Critics say the program is virtually indistinguishable from vouchers, which the state’s highest court struck down in 2009.
Military Families
A previous expansion allowed students of active-duty military families to participate but excluded children whose parents were killed in action and required students to attend public school for a year before becoming ESA eligible.
“Military families are the last-thought-of people when transferring around,” said Rep. Sonny Borrelli (R-Lake Havasu City), who is sponsoring a bill addressing those issues. “Sometimes you’ve got orders to transfer and you’ve got only two, three months to do it, to relocate your family and put them on a waiting list.

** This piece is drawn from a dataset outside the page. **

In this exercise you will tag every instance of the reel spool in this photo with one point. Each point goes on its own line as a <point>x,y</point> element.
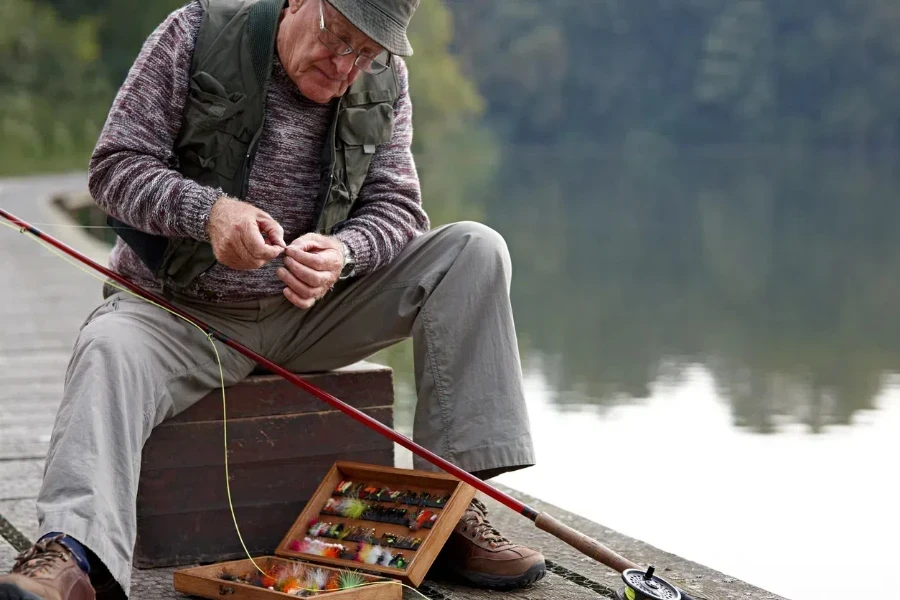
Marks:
<point>640,585</point>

It’s really hard on those families to adjust.”
Borrelli is a retired Marine, and three of his family members are current or former Marines.
“I saw it happen numerous times—families moving from East Coast to West Coast. I’d see those families struggle,… then go ahead and compound it with a child of a parent killed in action. They move to another state; the grandparents have to watch the kid. So it gets rough.”
Borrelli’s bill would make students of active-duty military families eligible for ESAs without spending a year in public school first, making the transition easier. The bill would also expand ESA eligibility to families of soldiers killed in action.
Special-Needs Students
Students with special needs were the benefactors of the original ESA law, and Rep. David Livingston (R-Peoria) is working on a bill to refine the program to better suit their needs.
Many children entering preschool or kindergarten have only recently been identified as having a disability. Students with disabilities are eligible for ESAs after spending a year in public schools, but that can put them an additional year behind, said Sydney Hay, a government affairs representative for American Federation for Children who has lobbied and worked with Arizona lawmakers on school-choice bills since 1997.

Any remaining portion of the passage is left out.